Respuesta :
Answer:
A. population sizes, income levels and cultural influences, the current state of the infrastructure and distribution and retail networks available.
Explanation:
The reason is that the foreign markets are affected by the cultural differences for example if US clothing brand enters Suadia Arabia then it can not sell its brands here because in the Suadia Arabian culture girls wear full sleeves and are not skin tight fits. This means that the culture have an influence over the foreign markets. Likewise the income level tells about how much the customer can spend on luxury items, population of customers available is also an attractive part that the investors see to move in the markets. The infrastructure of a country and the regional importance of the state are also the motivators for the foreign companies to move in to the market.
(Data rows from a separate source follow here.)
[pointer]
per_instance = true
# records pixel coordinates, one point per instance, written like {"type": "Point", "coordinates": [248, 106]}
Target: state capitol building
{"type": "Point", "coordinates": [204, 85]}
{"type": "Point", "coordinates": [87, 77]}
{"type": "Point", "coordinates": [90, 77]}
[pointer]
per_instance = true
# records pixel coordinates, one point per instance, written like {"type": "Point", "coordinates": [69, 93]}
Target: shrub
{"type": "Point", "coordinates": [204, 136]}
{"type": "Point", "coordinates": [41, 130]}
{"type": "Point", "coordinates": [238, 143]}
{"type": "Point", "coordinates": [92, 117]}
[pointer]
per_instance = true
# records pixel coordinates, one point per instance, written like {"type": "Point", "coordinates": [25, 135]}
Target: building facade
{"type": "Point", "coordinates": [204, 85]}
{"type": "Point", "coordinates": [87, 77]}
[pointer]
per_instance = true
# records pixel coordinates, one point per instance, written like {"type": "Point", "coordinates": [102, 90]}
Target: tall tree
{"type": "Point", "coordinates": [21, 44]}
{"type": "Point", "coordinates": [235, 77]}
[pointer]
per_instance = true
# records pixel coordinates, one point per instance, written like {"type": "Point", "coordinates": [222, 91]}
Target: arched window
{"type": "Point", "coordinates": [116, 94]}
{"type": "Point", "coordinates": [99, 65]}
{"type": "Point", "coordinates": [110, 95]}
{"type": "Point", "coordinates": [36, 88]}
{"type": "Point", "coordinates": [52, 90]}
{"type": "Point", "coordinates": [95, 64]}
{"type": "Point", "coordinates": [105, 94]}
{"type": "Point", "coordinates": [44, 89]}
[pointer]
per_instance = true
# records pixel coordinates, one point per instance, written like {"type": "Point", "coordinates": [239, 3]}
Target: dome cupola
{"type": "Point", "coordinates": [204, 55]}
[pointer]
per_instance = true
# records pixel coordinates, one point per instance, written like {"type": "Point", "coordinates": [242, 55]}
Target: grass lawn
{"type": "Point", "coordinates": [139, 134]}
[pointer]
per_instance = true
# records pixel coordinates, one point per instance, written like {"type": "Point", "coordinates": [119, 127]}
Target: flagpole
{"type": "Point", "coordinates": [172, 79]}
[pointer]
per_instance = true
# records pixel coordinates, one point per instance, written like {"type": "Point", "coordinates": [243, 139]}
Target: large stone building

These factors are the ecosystem of the country that gives insight of the market size and market growth of a particular market.
The country's infrastructure and regional importance are also the motives for foreign companies to enter the market.
What is a foreign market?
Foreign markets are any markets outside the corporate world. Trading in foreign markets involves addressing different languages, cultures, laws, rules, regulations, and requirements.
This means that culture has an impact on foreign markets. Just as the level of income determines how much a customer can spend on luxury items, the number of customers available is an attractive part that investors see when they walk the market.
These are the national ecosystem that provides insight into the market size and market growth.
Thus, the correct statement is Option A. Population sizes, income levels and cultural influences, the current state of the infrastructure, and distribution and retail networks available.